I ended up choosing Her Farm Nepal, a woman owned and operated farm in rural Nepal. I closed my eyes, wished for the best, and bought a flight to Kathmandu 3 days before departure. Once I arrived to Kathmandu, I found myself in a taxi, winding through the chaotic streets for an hour until I arrived at what I hoped was the guesthouse I had booked the day before. The next day, I hopped on a minibus to the city center’s bus stop, where I walked through, yelling “Madhbhesi” until a driver finally took pity on me and said they could stop in Madhbhesi on their way to Pokhara. As the goat bellowed on the roof of the bus, we climbed up and down the mountains, passing piles of trash on fire and beautiful terraced hillsides. After 4 hours, the driver stopped out of nowhere, pointed at me, and said, “get out.” I got out, found my way to the café the farm told me to phone from, and called them to say I had arrived. They told me to grab lunch and someone would be down to get me soon.

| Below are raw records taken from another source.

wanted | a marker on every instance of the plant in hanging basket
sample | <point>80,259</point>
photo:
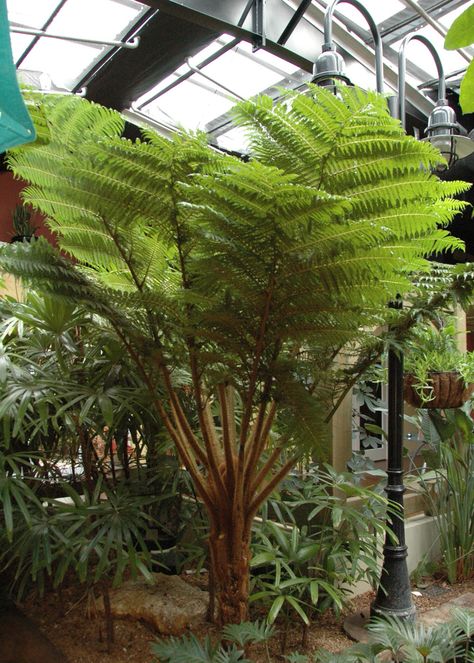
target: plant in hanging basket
<point>437,373</point>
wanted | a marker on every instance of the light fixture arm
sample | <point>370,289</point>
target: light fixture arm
<point>402,73</point>
<point>329,44</point>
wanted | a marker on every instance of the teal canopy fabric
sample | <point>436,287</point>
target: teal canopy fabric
<point>16,126</point>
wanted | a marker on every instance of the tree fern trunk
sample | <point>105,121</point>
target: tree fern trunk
<point>229,560</point>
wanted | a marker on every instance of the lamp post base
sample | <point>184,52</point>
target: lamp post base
<point>394,597</point>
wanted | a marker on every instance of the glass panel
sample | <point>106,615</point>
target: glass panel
<point>94,19</point>
<point>234,140</point>
<point>30,13</point>
<point>380,10</point>
<point>64,61</point>
<point>19,44</point>
<point>190,104</point>
<point>244,74</point>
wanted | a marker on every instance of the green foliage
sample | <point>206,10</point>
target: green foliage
<point>21,218</point>
<point>252,276</point>
<point>407,641</point>
<point>449,490</point>
<point>97,537</point>
<point>431,350</point>
<point>17,495</point>
<point>188,649</point>
<point>461,34</point>
<point>133,212</point>
<point>313,564</point>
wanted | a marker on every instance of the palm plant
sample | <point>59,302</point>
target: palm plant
<point>239,283</point>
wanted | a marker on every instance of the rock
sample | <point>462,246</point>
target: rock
<point>170,605</point>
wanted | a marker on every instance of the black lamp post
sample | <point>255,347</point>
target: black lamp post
<point>329,65</point>
<point>442,131</point>
<point>394,594</point>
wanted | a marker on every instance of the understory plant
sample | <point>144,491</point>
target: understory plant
<point>449,642</point>
<point>97,538</point>
<point>237,638</point>
<point>232,284</point>
<point>315,543</point>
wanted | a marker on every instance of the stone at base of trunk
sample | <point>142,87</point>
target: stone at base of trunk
<point>170,605</point>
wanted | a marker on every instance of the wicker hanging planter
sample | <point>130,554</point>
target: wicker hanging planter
<point>446,390</point>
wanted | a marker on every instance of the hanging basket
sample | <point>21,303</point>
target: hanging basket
<point>446,390</point>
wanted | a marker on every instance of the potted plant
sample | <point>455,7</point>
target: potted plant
<point>437,373</point>
<point>22,226</point>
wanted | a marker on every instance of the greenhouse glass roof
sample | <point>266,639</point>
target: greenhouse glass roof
<point>194,58</point>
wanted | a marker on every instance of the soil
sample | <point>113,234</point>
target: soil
<point>80,633</point>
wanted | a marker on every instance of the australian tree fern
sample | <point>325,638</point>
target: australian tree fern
<point>253,276</point>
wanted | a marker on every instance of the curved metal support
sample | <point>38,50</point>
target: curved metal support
<point>329,44</point>
<point>130,44</point>
<point>402,72</point>
<point>198,71</point>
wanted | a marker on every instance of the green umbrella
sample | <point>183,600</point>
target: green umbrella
<point>16,126</point>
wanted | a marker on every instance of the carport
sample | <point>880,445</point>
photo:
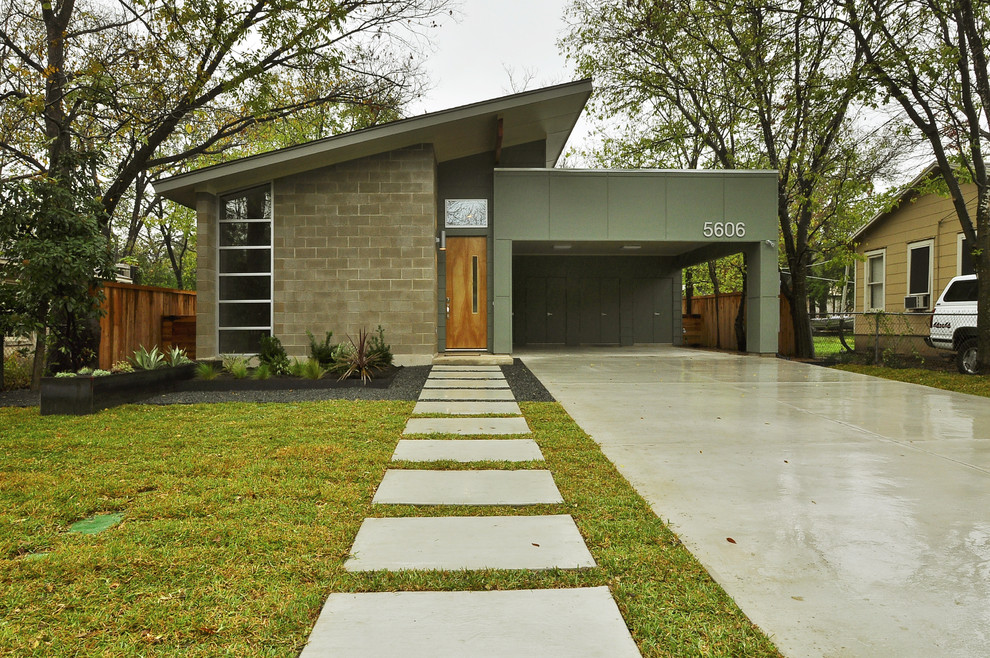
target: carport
<point>594,257</point>
<point>846,515</point>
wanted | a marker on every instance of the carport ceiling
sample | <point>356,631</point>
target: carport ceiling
<point>603,248</point>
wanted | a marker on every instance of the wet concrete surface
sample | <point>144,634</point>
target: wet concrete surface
<point>858,507</point>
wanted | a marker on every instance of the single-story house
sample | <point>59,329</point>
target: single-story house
<point>910,252</point>
<point>455,233</point>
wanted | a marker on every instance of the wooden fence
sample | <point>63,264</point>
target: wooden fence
<point>728,305</point>
<point>133,317</point>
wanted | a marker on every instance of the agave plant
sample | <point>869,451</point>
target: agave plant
<point>145,360</point>
<point>177,357</point>
<point>312,369</point>
<point>359,359</point>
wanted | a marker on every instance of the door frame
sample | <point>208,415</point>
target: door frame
<point>475,303</point>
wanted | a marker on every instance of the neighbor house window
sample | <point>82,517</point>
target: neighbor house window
<point>920,268</point>
<point>244,297</point>
<point>874,280</point>
<point>964,259</point>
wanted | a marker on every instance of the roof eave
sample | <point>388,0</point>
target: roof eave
<point>561,106</point>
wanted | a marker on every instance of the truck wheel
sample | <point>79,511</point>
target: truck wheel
<point>966,357</point>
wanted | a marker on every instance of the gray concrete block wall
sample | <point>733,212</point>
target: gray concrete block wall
<point>355,248</point>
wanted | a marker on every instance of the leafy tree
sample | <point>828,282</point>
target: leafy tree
<point>739,84</point>
<point>55,252</point>
<point>930,58</point>
<point>153,83</point>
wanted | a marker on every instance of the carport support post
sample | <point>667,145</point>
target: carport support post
<point>502,306</point>
<point>762,298</point>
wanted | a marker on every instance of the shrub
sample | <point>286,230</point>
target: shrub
<point>312,369</point>
<point>273,355</point>
<point>177,357</point>
<point>322,352</point>
<point>296,367</point>
<point>16,372</point>
<point>207,371</point>
<point>145,360</point>
<point>379,352</point>
<point>358,360</point>
<point>236,366</point>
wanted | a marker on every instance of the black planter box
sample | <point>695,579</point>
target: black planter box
<point>81,395</point>
<point>381,379</point>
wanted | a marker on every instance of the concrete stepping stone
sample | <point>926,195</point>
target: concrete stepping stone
<point>493,487</point>
<point>466,426</point>
<point>467,450</point>
<point>465,375</point>
<point>466,383</point>
<point>552,623</point>
<point>469,542</point>
<point>466,408</point>
<point>466,394</point>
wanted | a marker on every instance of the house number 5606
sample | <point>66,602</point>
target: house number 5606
<point>724,229</point>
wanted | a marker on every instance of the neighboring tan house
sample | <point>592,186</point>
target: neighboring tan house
<point>911,251</point>
<point>454,231</point>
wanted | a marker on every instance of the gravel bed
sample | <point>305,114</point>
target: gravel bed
<point>524,384</point>
<point>20,398</point>
<point>407,385</point>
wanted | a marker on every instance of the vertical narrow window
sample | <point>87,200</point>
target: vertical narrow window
<point>920,272</point>
<point>874,281</point>
<point>474,284</point>
<point>964,259</point>
<point>244,272</point>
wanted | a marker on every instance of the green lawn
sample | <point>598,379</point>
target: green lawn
<point>238,517</point>
<point>828,345</point>
<point>949,381</point>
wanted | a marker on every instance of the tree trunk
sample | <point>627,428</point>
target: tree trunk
<point>740,323</point>
<point>981,263</point>
<point>38,367</point>
<point>713,275</point>
<point>804,345</point>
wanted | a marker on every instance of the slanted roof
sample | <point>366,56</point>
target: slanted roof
<point>905,194</point>
<point>542,114</point>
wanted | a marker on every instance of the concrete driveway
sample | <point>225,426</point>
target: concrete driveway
<point>858,506</point>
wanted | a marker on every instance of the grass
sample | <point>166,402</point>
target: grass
<point>829,345</point>
<point>949,381</point>
<point>238,518</point>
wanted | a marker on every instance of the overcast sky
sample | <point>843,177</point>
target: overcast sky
<point>472,51</point>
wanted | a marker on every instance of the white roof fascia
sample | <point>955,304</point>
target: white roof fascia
<point>550,112</point>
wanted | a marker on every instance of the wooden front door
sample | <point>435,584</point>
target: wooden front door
<point>467,293</point>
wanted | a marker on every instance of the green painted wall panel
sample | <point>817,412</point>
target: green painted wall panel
<point>692,201</point>
<point>752,200</point>
<point>579,207</point>
<point>522,206</point>
<point>637,207</point>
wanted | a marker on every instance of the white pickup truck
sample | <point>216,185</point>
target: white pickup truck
<point>953,324</point>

Her Farm being a women’s farm, I expected a woman to gather me and show me the path up the mountain. Instead, a man in his 20s came up to me and said, “follow, sister.” Again, hoping for the best, I followed and soon found myself switching backpacks with him and hopping on the back of his motorcycle. Now, if someone was telling me this story, I’d be picturing Nepal’s version of the Lizzie McGuire movie, but I’ll tell you now, this is not that story. Instead, I’m hanging on for dear life to a man that I’m still not 100% convinced is with the farm, trying to take in the view, and debating whether or not I should tell my parents about this if I do happen to make it through this alive.

We finally got to the top of the mountain, where Her Farm owns a large plot of land and I took my first deep breath in 73 hours. I think the entire experience at Her Farm was only made better by my chaotic journey there because I had no time to form expectations, no time to spiral out about nerves, and no time to worry about anything other than completing the next step of my journey. It all goes to show that sometimes, when things don’t go according to plan, it can be all for the better; just close your eyes, hope for the best, and hold on tight.